Irwin: The Medicare Learning Network (MLN) Global Surgery Booklet7 states: “The initial evaluation for minor surgical procedures and endoscopies is always included in the global surgery package. Visits by the same physician on the same day as a minor surgery or endoscopy are included in the global package, unless a significant, separately identifiable service is also performed. Modifier '-25' is used to bill a separately identifiable evaluation and management (E/M) service by the same physician on the same day of the procedure.”
Ultimately, it depends on your chart documentation. If the sole reason the patient is sitting in the exam chair is the need for minor surgery, then modifier -25 likely does not apply. Conversely, if there is another problem being addressed (at a medically appropriate interval), then, depending on your chart documentation, modifier -25 with an office visit could be billed.
Facchini: For example, if a patient has glaucoma and dry eye, two separate CCs/HPIs can be created. Consider a patient being followed for glaucoma; CC/HPI No. 1 could read as “4-Month Glaucoma Follow Up patient compliant on Lumigan QHS and denies any trouble with the drops,” and CC/HPI No. 2 could state “Worsening Dryness, has tried and failed artificial tears and Restasis. Patient scheduled for BLL punctal plugs today.” This documentation, as well as an appropriately documented impression and plan, would help justify medical necessity for the office visit with modifier -25 and the punctal plug procedure. OP
References
1. Medicare Carriers Manual Part 3 – Claims Process Transmittal 1802 https://www.cms.gov/Regulations-and-Guidance/Guidance/Transmittals/downloads/r1802b3.pdf. Accessed May 9, 2024.
2. Retired First Coast LCD - Lacrimal Punctal Plugs (L33916) https://localcoverage.cms.gov/mcd_archive/view/lcd.aspx?lcdInfo=33916:4&keywordtype=starts&keyword=punctal&bc=0. Accessed May 10, 2024.

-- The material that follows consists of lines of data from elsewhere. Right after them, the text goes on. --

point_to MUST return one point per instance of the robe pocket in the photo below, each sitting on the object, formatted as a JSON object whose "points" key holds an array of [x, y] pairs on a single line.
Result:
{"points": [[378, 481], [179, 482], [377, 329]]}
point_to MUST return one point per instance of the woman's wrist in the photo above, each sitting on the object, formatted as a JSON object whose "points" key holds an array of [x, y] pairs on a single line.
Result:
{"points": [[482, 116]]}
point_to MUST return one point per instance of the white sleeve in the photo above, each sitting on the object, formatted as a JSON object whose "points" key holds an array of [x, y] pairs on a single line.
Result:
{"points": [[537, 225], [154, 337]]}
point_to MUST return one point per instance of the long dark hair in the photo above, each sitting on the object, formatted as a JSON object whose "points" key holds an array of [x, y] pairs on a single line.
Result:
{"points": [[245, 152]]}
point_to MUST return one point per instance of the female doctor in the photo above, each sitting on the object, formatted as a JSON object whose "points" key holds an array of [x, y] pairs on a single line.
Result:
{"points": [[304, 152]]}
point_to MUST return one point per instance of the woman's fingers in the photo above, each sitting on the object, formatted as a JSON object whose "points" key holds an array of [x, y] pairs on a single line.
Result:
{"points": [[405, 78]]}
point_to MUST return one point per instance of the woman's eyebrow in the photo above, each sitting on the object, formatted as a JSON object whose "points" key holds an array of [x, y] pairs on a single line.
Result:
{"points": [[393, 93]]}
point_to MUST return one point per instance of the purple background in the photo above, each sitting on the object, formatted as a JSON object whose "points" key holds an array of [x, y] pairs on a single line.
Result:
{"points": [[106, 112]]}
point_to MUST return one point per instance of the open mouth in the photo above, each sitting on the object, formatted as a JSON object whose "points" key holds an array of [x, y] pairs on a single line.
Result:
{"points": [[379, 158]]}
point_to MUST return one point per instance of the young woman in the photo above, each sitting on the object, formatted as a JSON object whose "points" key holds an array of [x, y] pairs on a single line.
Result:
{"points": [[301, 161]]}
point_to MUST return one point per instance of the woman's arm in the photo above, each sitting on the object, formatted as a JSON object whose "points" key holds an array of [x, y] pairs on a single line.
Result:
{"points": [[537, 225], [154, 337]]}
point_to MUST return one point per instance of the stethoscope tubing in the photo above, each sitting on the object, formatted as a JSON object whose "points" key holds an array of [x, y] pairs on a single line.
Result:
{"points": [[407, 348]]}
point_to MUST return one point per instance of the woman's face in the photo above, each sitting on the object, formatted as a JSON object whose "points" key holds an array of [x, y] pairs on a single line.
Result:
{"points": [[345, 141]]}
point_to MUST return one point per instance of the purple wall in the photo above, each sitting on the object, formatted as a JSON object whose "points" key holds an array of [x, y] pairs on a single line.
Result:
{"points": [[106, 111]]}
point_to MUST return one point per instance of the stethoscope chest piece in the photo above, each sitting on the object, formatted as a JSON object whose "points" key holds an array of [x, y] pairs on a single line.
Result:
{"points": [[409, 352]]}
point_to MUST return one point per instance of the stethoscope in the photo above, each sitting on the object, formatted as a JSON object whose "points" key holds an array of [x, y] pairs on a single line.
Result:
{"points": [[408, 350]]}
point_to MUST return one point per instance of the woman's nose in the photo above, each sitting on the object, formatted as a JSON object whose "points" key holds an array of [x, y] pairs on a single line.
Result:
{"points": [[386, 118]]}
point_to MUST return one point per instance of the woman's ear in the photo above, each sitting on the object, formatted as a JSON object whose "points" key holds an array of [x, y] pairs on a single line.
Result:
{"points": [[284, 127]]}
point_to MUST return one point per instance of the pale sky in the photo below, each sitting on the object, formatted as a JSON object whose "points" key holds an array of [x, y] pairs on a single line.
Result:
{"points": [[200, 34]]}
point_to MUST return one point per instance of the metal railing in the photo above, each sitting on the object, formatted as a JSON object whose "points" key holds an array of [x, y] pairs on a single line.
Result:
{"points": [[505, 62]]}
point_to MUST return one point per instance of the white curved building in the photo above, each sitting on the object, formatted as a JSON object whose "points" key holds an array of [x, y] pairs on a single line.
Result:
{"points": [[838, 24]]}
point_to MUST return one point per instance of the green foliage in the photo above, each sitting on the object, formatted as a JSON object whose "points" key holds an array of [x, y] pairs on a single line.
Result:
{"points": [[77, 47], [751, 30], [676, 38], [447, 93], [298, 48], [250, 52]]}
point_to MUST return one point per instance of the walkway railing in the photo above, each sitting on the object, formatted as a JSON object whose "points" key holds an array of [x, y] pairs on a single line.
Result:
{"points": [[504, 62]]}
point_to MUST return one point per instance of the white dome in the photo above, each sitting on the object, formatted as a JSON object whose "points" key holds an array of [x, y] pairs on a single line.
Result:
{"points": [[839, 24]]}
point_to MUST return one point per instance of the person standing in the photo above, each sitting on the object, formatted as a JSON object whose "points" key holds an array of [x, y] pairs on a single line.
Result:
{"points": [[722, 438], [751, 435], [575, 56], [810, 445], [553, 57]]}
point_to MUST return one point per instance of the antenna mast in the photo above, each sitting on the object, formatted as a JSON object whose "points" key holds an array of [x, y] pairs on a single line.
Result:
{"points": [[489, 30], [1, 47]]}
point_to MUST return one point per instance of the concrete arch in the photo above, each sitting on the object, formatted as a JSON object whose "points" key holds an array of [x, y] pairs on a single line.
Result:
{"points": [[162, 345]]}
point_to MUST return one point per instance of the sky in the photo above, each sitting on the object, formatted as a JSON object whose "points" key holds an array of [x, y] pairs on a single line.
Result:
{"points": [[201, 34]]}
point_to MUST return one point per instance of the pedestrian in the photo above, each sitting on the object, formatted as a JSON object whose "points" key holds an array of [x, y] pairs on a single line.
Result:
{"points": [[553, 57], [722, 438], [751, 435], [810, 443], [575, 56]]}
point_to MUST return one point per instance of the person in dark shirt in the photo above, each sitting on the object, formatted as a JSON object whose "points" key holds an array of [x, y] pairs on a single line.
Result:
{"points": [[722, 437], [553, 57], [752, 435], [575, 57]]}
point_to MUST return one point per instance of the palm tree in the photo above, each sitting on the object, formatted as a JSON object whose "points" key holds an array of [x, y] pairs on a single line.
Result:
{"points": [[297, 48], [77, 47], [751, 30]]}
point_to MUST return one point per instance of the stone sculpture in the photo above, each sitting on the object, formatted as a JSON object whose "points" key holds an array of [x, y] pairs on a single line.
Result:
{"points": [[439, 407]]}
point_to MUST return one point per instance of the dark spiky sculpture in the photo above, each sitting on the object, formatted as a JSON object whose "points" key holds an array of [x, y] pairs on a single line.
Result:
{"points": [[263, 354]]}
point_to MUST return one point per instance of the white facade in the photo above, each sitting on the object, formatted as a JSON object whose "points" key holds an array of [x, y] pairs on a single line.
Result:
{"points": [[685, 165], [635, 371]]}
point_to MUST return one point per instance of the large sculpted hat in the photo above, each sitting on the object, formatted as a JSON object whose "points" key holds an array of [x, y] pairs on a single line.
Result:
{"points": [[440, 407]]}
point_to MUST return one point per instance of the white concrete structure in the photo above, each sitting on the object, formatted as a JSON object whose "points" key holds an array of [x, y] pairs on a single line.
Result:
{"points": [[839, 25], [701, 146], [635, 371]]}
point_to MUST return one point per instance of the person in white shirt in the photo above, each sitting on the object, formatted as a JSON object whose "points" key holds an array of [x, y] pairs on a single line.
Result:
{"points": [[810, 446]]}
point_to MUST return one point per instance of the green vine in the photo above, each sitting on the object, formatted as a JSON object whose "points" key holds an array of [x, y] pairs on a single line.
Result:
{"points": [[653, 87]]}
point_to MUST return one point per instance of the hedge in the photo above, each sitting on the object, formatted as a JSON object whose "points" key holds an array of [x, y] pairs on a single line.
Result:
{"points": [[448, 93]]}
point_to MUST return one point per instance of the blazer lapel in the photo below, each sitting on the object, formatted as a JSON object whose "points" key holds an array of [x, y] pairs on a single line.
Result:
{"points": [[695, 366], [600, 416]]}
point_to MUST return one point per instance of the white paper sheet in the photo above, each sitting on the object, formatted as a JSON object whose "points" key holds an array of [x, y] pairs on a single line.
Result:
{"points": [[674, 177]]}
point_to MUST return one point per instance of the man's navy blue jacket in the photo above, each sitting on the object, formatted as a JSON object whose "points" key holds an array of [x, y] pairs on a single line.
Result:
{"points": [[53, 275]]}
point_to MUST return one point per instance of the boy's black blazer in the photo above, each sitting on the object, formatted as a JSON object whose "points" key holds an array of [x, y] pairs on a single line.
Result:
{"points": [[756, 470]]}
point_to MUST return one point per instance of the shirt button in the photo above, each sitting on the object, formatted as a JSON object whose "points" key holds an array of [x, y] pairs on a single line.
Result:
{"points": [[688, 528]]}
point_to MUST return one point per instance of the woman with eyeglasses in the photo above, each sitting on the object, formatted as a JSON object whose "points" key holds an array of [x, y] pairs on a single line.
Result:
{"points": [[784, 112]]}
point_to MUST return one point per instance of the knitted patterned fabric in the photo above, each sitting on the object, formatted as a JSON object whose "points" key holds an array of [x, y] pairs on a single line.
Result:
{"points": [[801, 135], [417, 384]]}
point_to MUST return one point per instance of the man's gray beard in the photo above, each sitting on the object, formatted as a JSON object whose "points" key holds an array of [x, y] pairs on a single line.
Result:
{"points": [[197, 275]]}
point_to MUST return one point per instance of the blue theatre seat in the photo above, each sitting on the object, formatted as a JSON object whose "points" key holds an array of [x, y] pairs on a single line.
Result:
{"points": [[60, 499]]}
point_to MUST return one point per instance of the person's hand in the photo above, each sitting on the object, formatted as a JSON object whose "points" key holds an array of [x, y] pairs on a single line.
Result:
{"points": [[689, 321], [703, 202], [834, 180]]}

3. Palmetto LCD – Cataract Surgery (L34413) https://www.cms.gov/medicare-coverage-database/view/lcd.aspx?lcdid=34413&ver=51&keywordtype=starts&keyword=cataract&bc=0. Accessed May 14, 2024.

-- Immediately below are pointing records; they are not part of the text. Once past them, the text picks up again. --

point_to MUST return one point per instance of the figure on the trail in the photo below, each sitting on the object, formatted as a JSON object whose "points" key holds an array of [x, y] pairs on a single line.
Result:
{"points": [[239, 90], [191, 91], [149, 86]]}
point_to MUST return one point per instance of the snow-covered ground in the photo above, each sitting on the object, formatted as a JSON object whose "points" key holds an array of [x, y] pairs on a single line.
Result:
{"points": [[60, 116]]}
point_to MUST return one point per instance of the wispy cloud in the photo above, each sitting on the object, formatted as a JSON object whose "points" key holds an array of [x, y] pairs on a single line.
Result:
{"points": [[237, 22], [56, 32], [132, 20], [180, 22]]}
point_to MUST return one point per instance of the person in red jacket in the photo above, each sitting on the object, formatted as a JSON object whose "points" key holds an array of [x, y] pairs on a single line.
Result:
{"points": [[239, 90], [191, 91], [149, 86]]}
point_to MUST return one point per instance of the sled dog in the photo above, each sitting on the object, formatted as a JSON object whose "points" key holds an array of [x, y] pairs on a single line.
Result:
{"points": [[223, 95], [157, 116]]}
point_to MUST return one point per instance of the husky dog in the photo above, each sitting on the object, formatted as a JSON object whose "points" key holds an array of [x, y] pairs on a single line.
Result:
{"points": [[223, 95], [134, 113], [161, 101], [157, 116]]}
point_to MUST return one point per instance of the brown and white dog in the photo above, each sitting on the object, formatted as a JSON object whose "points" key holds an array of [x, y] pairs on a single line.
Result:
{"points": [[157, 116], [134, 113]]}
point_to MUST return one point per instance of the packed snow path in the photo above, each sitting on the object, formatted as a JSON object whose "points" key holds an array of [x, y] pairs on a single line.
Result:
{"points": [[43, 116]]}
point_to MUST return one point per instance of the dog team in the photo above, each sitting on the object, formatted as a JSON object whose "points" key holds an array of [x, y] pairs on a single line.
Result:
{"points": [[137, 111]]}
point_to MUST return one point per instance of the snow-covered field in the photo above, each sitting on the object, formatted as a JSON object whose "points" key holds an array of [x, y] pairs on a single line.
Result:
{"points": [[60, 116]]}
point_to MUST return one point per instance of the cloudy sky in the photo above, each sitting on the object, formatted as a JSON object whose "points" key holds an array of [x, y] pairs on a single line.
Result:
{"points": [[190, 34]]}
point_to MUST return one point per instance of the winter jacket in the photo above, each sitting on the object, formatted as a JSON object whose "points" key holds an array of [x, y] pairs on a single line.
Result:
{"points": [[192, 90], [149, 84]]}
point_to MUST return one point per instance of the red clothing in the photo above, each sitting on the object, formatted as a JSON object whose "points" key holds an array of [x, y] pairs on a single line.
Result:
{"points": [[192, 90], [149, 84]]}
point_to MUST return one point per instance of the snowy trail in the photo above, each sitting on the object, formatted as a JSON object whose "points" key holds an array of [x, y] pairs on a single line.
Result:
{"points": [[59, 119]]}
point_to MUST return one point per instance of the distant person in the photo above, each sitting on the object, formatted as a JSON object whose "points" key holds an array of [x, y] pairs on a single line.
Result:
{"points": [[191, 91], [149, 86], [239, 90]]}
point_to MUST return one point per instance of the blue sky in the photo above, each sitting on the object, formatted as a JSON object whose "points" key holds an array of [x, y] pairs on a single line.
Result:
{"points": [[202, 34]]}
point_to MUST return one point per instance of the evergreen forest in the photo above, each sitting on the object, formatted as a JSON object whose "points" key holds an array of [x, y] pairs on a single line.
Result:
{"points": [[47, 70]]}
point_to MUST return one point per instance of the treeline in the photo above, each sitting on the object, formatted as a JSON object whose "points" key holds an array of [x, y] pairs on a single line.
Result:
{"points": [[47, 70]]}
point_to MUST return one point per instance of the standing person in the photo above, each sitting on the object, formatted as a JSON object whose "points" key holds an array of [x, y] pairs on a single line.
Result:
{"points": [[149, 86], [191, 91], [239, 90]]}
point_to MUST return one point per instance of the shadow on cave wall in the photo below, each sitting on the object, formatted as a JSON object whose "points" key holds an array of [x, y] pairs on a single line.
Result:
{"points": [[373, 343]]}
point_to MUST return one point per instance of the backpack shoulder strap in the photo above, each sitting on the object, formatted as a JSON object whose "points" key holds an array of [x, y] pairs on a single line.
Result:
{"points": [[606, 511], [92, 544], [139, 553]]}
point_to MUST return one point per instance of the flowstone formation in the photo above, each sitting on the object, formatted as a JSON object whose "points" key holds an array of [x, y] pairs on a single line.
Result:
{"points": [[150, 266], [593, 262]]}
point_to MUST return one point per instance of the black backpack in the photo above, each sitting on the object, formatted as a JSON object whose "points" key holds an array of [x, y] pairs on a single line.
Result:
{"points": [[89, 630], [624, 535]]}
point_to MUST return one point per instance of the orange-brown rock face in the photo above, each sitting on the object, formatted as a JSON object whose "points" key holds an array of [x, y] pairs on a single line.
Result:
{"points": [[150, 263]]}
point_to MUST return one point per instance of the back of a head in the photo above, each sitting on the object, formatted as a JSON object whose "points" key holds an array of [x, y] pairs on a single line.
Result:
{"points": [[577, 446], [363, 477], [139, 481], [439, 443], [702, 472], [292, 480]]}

4. Noridian LCA - Billing and Coding: Cataract Surgery in Adults (A57195) https://www.cms.gov/medicare-coverage-database/view/article.aspx?articleid=57195. Accessed May 9, 2024.
5. First Coast LCD – Cataract Extraction (including Complex Cataract Surgery)(L38926) https://www.cms.gov/medicare-coverage-database/view/lcd.aspx?lcdId=38926&ver=23. Accessed May 9, 2024.
6. Medicare Program Discarded Drugs and Biologicals – JW Modifier and JZ Modifier Policy Frequently Asked Questions https://www.cms.gov/medicare/medicare-fee-for-service-payment/hospitaloutpatientpps/downloads/jw-modifier-faqs.pdf. Accessed May 13, 2024.
7. Medicare Learning Network Global Surgery Booklet https://www.hhs.gov/guidance/sites/default/files/hhs-guidance-documents/globalsurgeryicn907166.pdf. Accessed May 10, 2024.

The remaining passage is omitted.